As the number of people receiving HIV treatment continues to rise – 6.6 million people were taking antiretroviral drugs by December 2010 – it is important to ensure the technology to test and monitor patients on ARVs be made simpler, cheaper and more easily available to high prevalence, low-income countries, say experts.
A new report by the international HIV financing mechanism, UNITAID, charts the landscape of HIV diagnostics available and outlines tools in the pipeline, making the case that point-of-care technologies are crucial to any effective treatment strategy.
The three major diagnostic tools for HIV are the antibody test – now cheaply and widely available as a rapid test – the CD4 test, which measures immune strength, and the viral-load test. In low-income countries, CD4 and viral-load testing is often conducted in central laboratories far from rural areas, and patients sometimes wait weeks for results.
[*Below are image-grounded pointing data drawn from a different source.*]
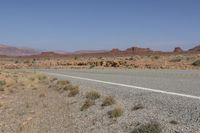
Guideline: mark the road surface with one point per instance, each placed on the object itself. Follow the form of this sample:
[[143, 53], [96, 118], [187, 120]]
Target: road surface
[[166, 94]]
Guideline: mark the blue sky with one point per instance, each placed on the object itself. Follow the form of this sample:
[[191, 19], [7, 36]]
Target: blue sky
[[100, 24]]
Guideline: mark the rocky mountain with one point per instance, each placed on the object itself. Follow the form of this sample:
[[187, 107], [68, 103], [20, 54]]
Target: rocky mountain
[[178, 50], [14, 51], [195, 49]]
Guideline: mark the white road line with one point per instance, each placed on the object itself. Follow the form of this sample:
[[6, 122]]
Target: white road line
[[129, 86]]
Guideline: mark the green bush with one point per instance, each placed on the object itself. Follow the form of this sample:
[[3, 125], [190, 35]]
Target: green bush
[[152, 127], [93, 95]]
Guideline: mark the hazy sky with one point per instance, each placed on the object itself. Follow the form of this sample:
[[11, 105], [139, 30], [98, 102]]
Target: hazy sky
[[100, 24]]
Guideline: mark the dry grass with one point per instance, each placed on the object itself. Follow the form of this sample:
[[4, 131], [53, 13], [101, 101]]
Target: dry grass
[[42, 95], [74, 91], [88, 103], [153, 127], [196, 63], [63, 82], [2, 83], [68, 87], [116, 112], [41, 77], [93, 95], [137, 107], [173, 122], [108, 100]]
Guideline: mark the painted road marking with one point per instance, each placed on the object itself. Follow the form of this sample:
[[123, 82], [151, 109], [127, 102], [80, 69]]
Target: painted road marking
[[125, 85]]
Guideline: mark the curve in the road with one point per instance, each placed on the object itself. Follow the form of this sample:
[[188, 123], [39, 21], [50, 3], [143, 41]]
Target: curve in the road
[[125, 85]]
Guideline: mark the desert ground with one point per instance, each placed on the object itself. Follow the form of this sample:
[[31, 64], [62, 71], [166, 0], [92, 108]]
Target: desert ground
[[132, 94]]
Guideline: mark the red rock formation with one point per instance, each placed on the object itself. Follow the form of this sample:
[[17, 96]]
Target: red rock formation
[[115, 50], [13, 51], [138, 50], [195, 49], [178, 50]]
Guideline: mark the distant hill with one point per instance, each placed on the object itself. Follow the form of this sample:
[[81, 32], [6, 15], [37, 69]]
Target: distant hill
[[14, 51], [195, 49]]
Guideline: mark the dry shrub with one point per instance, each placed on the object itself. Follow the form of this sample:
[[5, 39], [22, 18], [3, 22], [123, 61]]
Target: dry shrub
[[32, 78], [74, 91], [2, 82], [63, 82], [116, 112], [196, 63], [137, 107], [93, 95], [153, 127], [173, 122], [41, 77], [88, 103], [42, 95], [107, 101], [68, 87]]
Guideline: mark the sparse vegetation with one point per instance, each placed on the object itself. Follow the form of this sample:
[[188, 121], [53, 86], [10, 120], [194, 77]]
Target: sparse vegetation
[[93, 95], [92, 66], [42, 95], [41, 77], [68, 87], [2, 82], [74, 91], [175, 60], [108, 100], [173, 122], [63, 82], [152, 127], [88, 103], [137, 107], [26, 62], [196, 63], [116, 112]]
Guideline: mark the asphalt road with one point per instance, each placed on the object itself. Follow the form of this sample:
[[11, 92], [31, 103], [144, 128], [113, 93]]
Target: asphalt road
[[183, 82], [166, 94]]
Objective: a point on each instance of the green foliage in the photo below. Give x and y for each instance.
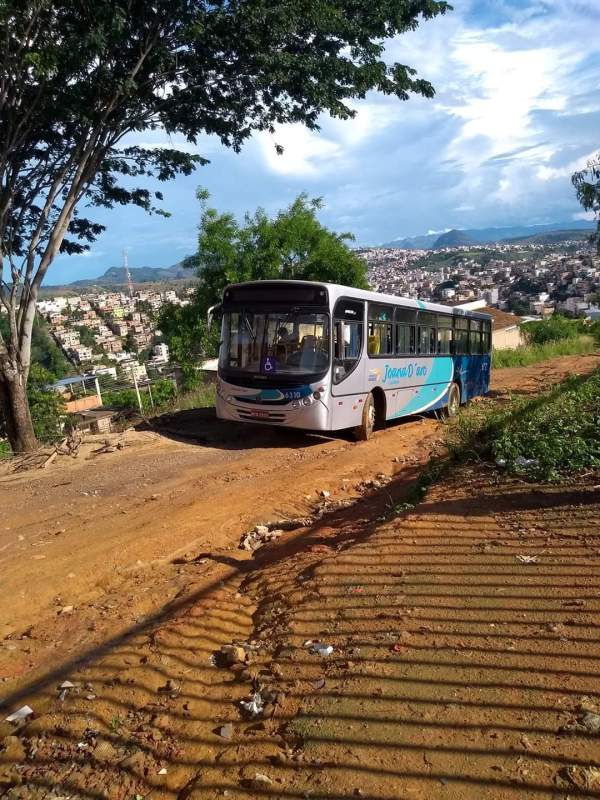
(46, 406)
(292, 245)
(553, 434)
(533, 354)
(44, 350)
(86, 335)
(163, 392)
(587, 186)
(190, 340)
(78, 78)
(553, 329)
(125, 400)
Access to HIV testing is well developed, but beyond that, progress still needs to be made in… CD4 testing and viral-load testing,” said Maurine Murtaugh, author of the UNITAID report and diagnostics expert.
“Viral-load testing is very important because the more millions we have on treatment, the more important it becomes to be able to determine early on when treatment is failing, especially because as the viral load increases, so does the risk of infecting others,” she added.
Murtaugh noted that so far, cost had been the major issue hindering countries from providing access to their HIV-infected populations, but designers of the new technologies were working to keep costs down. She added that the first disposable CD4 test could be on the market as early as 2013.
“In Kenya, for example, there are only three centres nationally that can test infants… for HIV, viral load and CD4 count,” said Andrew Suleh, medical superintendent at Mbagathi District Hospital in the Kenyan capital, Nairobi. “This is because the expensive and sophisticated technology is required that the country cannot afford and also there are not enough trained personnel to operate this kind of technology.
“Rural areas are particularly disadvantaged because of poor transport and communication networks, which make it difficult to transport test samples and communicate results, creating delays and leading to late initiation of HIV-positive infants on treatment,” he added.
Murtaugh noted that the long delays between testing and receiving results often made health centres lose patients diagnosed positive and needing treatment. “Anecdotal evidence shows that early use of new point-of-care technology has vastly improved retention of patients in treatment programmes,” she said.
Suleh said point-of-care technology would have an especially significant impact on HIV treatment programmes for children.
“If you have a simple yet effective point-of-care diagnosis of infants then poor countries would be able to scale up treatment because it means an increment in the number of infants being diagnosed and initiated on treatment,” he said. “It also gives accurate data on the number of children who need treatment, and hence, ease in planning and budgeting. As things stand today, paediatric treatment of HIV is lagging behind [adults] because of these difficulties.”